All day long, I watched the slow flakes float down and melt on the chill of earth. Around 5 p.m. the wind came up and the thermometer dropped. I could tell bad weather was on the way. Snowflakes grew crystal limbs while performing a lingering sideways dance and, in an instant, changed their minds. The ultra-pristine formations dove vertically to meet mother earth. The more that fell, the closer the flakes drew to each other silently collapsing together. They painted a big white bed-comforter over the field. I sensed that they listened as they dozed there. The hush of night bade them goodnight long past the twilight hour when they’d first appeared on the horizon. The setting fire eater had long left its peach silhouette beneath the lowly clouds; dark now.

Throughout the day, I’d looked up to the slight rolling foothills with their mountains, like protectors, towering behind them. I noticed the verdant greens gradually become taupe in the shadows and with snow apologizing for its chill, the mountain grew warm with shades of purple against the sky. Fading under a soft veil of grey, the sullen river ceased to rage as an icy layer crept over the surface of the scalloped shoreline and diffracted silver slivers of light.

While I was outside witnessing the wonders, my legs grew restless, so I parked myself on the old bench which, like me, couldn’t take its eyes off the changing spectacle. Relaxing there, I unwrapped my huge wool shawl from my shoulders and let the crisp air refresh my fleshy double-chin and my throbbing-with-life throat. Swallowing hard, as the cold smattered into my skin, the chill went all the way down my spine, and I revelled in the thrill of the shivers. I was not at all acclimatized and could never have pictured myself enjoying being outside on such a frigid evening, but the whole universe had seemed to call me out. “Come, look over the lay of my lair,” Mother Nature whispered on the wind.
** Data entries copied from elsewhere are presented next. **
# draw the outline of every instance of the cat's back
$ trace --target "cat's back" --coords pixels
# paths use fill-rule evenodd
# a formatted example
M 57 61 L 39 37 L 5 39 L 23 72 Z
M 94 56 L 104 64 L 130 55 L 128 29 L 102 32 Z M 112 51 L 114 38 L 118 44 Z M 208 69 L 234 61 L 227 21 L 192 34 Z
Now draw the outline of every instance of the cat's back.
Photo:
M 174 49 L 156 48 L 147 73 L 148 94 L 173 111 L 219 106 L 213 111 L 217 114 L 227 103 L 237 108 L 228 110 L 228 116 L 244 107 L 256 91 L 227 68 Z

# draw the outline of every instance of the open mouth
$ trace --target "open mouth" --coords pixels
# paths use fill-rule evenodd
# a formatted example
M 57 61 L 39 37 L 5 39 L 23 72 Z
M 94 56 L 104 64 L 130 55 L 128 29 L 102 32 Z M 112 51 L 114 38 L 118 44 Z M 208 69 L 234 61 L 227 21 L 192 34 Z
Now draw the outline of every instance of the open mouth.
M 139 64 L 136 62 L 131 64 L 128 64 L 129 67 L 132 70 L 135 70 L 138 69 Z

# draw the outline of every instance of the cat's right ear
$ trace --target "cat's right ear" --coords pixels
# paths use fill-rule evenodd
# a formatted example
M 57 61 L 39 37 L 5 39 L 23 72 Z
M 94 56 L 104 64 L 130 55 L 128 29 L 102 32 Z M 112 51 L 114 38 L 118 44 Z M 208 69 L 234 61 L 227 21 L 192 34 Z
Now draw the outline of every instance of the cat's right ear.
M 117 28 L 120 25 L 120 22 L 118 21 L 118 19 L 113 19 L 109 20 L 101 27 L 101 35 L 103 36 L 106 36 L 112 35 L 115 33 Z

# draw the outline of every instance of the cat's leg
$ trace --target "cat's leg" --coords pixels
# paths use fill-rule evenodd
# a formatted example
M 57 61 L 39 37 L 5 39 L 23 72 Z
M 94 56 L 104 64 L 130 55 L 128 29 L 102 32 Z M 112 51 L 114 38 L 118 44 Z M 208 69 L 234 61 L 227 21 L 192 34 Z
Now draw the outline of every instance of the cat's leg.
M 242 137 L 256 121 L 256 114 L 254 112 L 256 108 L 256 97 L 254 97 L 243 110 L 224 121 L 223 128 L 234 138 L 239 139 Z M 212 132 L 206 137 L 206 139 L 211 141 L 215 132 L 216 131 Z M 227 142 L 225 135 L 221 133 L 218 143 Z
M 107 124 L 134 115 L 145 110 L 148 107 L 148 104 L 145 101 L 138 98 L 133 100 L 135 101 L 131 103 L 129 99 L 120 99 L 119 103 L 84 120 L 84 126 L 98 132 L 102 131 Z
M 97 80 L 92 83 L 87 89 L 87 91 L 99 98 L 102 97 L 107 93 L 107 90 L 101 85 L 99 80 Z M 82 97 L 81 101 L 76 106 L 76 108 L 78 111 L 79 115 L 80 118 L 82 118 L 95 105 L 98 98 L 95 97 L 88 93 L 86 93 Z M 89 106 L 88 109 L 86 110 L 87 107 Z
As well as looking over the fields, hillsides and mountains, I gazed back at the glowing windows of my cottage on the river. Jack Frost, with his nimble grainy fingers, had done a fine job painting the panes like a translucent mirror. The etchings spoke of what the glass saw in the distance… the forming of a winter wonderland. I hugged my chest with my checkered, thick-knitted arms and closed the knobby woolen shawl around me. It felt warm as though it had never abandoned my neck. It was all part of the seduction of the transitioning weather, and it made me breathe deeper. I closed my eyes and felt the sensual touch of flakes on my lashes.

The hours of waiting throughout the day, and being outside in the elements as the scenery changed, was worth any discomfort I had. Even though my eyes watered, my nose sniffled, and my toes tingled while snow hurled about me, I was content. I am part of a fabulous winter painting. As the smoke from the chimney of my cottage hung in the air, in my imagination I held a candle, lit it, and allowed Mother Nature to snuff it out. When she calmed the wind, she ordered the snow to melt upon my cheeks, nose and lips. That’s when my heart melted, too, as I welcomed all her lingering moist kisses.

The great storm I expected had not happened. The signs had cleared and, later that evening, as I sat out on my snow-covered porch steps in the lamp light, the snow-light, and moon-light, I observed the dim spectrum of an asterism marking the heavens. It was hard to tell, but the universe seemed to struggle to hold onto its star-shine… perhaps like the night, so long ago, when the starry hosts were overshadowed by the single brilliant star which hung out to guide weary travelers to Bethlehem where the holy baby was born.

A calm aura swept over me on that one special eve. It was a few nights before Christmas; the night I quietly and blissfully celebrated 2021’s winter solstice near the North Thompson River.